Earlier this month, we broke the news that James Reddish, GLI’s VP of economic and workforce development, was leaving the chamber for Chicago. He wasn’t the only one who left. Around the same time, GLI also lost Steve Luckett, VP of investor development, and Nicole Eovino, a former assistant director at EnterpriseCorp. The three big-time departures come as the one-year anniversary of Mayor Greg Fischer’s takeover of economic development efforts from GLI approaches this summer. In a statement, GLI president and CEO Kent Oyler said the chamber continues to attract “top talent” and is actively recruiting replacements. 

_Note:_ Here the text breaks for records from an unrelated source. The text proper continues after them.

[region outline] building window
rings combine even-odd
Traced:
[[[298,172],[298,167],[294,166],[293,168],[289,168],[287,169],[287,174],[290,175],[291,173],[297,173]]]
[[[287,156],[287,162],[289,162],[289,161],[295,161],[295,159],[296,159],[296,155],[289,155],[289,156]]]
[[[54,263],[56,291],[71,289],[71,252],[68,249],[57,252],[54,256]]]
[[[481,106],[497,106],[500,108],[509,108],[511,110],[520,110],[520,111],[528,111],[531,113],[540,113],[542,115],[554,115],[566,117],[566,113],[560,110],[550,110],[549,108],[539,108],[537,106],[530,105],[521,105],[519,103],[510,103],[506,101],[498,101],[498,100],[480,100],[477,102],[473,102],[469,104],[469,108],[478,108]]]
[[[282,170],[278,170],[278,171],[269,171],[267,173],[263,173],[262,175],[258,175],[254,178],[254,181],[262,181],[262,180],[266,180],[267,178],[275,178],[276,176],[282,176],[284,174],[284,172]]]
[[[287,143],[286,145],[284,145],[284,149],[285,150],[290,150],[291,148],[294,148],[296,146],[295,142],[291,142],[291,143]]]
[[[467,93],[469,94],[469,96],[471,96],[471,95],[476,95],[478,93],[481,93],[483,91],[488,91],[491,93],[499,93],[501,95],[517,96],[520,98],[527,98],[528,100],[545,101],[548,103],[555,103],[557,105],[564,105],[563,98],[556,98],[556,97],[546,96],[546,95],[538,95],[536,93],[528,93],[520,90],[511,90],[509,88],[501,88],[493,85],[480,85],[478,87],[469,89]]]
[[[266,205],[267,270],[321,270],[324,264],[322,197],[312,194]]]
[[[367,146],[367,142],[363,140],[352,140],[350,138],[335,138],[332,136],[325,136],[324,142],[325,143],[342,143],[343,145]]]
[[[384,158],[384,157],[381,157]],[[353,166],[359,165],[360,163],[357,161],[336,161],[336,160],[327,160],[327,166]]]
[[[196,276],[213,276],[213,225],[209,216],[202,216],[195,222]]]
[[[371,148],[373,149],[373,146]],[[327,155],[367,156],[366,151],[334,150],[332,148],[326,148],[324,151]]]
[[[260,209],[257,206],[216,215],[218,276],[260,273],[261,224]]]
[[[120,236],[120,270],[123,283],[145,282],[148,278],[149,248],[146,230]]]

It’s been a good spring for OOHology. On the heels of a February expansion into Indianapolis, and two weeks after announcing it had picked off two creative directors from Power Creative, the firm tells IL it has hired Lindsay Carter as director of client services. Carter, most recently of red7e, will lead a team of account managers and also work on business development. Her first day on the job was May 11.

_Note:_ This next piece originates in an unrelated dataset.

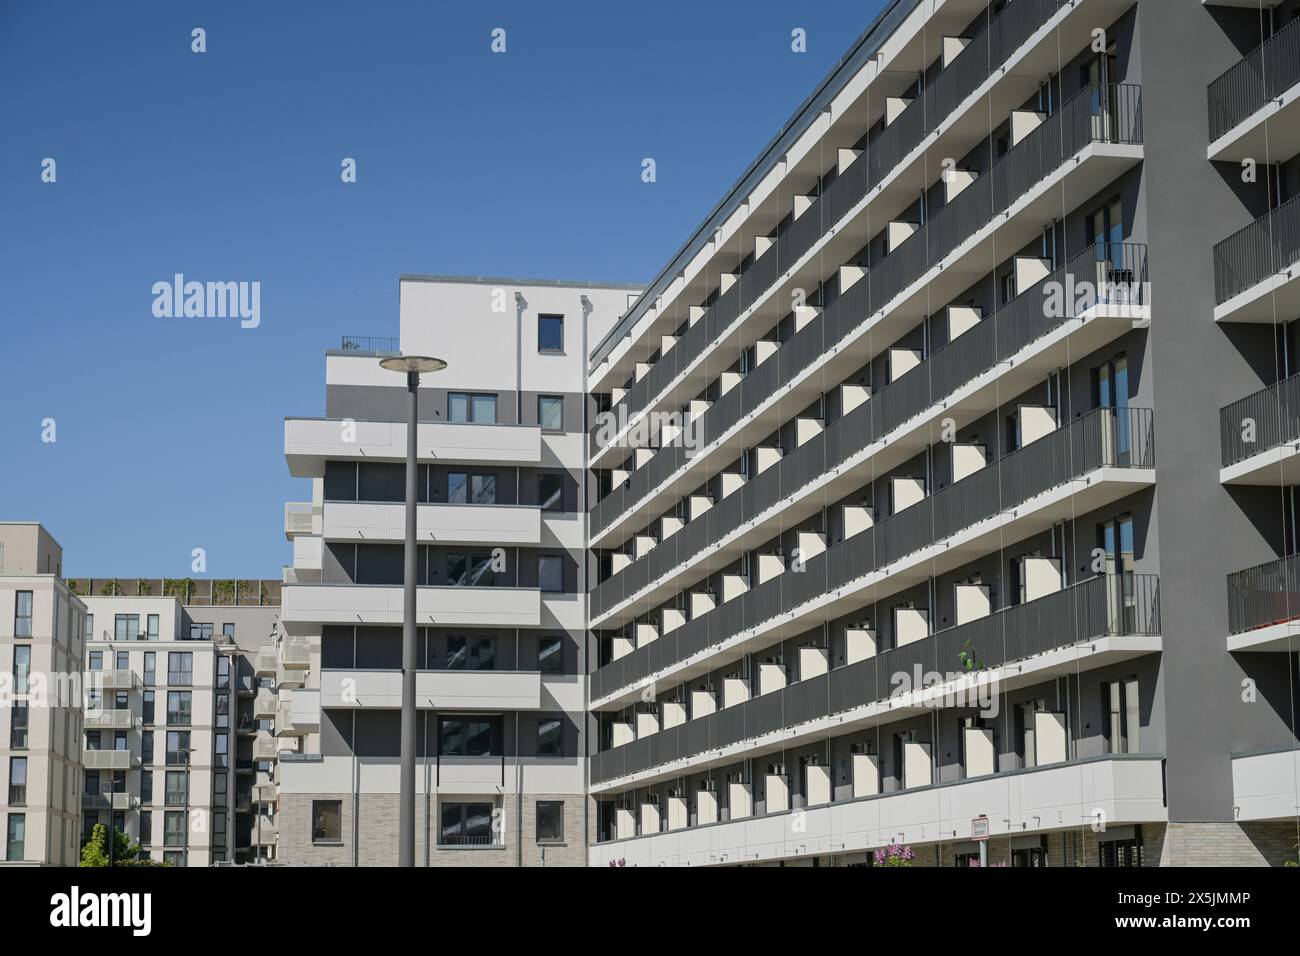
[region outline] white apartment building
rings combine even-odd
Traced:
[[[285,421],[311,499],[286,511],[280,655],[310,663],[289,705],[306,733],[278,760],[279,859],[397,861],[407,392],[379,359],[400,350],[448,363],[419,394],[417,863],[579,865],[595,825],[583,365],[635,290],[400,288],[400,340],[345,340],[324,417]]]
[[[0,866],[76,866],[85,605],[63,549],[35,522],[0,522]]]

Argo Sons Coffee is moving to Shelby Park. The East End small-batch roasters have been sharing space with Music-Go-Round out on Hurstbourne Lane, but they’ve got their own digs now at 1151 S. Shelby St. Working in partnership with Access Ventures, the impact-investment firm based in The Park, the co-working space the group also developed in the neighborhood. Access bought the building for $65,000 in November. Argo Sons says it needs the additional space to accommodate its growing wholesale and subscription services. Scarlet’s Bakery, another Access-backed venture, is due to open across the street later this year.

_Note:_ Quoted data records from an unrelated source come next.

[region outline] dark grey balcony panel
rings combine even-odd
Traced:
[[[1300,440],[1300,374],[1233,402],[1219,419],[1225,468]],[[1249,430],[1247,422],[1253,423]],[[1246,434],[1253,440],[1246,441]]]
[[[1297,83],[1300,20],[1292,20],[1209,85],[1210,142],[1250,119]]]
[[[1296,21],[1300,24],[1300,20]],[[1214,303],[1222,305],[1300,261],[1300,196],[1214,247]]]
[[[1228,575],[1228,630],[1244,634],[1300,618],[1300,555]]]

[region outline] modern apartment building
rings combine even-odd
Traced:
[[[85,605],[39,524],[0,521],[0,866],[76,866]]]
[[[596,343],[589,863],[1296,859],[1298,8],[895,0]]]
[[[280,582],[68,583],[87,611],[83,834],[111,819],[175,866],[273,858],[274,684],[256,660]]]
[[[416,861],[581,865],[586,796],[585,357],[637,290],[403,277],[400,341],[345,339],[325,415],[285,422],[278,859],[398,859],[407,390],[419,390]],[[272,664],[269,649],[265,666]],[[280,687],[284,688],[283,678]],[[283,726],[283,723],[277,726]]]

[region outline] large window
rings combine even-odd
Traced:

While storage spaces may be the very definition of unsexy real estate, they can be profitable, as shown by a recent sale brokered by Louisville’s Grisanti Group. The firm sold the former Storage Solutions (now Extra Space), a 776-unit, 110,000-square-foot storage facility located at 11440 Blankenbaker Access Dr., to New York-based real estate investment trust W.P. Carey, Inc. for $10.2 million. The property is one of the largest storage facilities in Kentucky and generates more than $1 million annually in rent. The sale was completed April 29. Storage Solutions had been owned by John Shaheen. —DS

The Week that Was

From the It’s-hard-to-stand-in-a-stiff-wind Department, we learned this week that the Property Valuation Administrator will extend the deadline for appealing the latest round of property tax assessments to May 29 at 4 p.m. The agency, which has been under fire for reassessments that in some cases increased home values by more than 150 percent, told IL earlier this week it would review all assessments with a 30 percent increase or higher. The agency also confirmed it’s seeing an unusually large volume of appeals, which will likely more than double the previous average. Before announcing the extension, PVA Chief of Staff Colleen Younger told IL the agency expects somewhere in the neighborhood of 6,000 appeals — 10 percent of the total number of assessments conducted this round.

Speaking of numbers that caught our attention: $683.4 million. That’s how much the University of Louisville Foundation plans to spend on new development at the Belknap Campus downtown by 2020. The projects, demoed before the university’s board of trustees on Thursday, would change the complexion of the university’s main campus. They include a new “visitors’ center” and roundabout at Floyd Street and Brandeis Avenue, near the I-65 campus entrance. On Arthur Street, U of L plans to build the “Institute for Product Realization” incubator. And behind Papa John’s Cardinal Stadium, the university plans a multi-building “research park” — tied to the Speed School — that will house work focused on logistics and distribution, computer technology, renewable energy and additive manufacturing.

On the Shelby Campus, U of L will also build a hotel and mixed-use commercial development that it expects will include restaurants, according to President James Ramsey. “We’re going to be real crass,” he said as he introduced the idea to the trustees, a nod to the Foundation’s desire for a competitive return on its ongoing ShelbyHurst investment.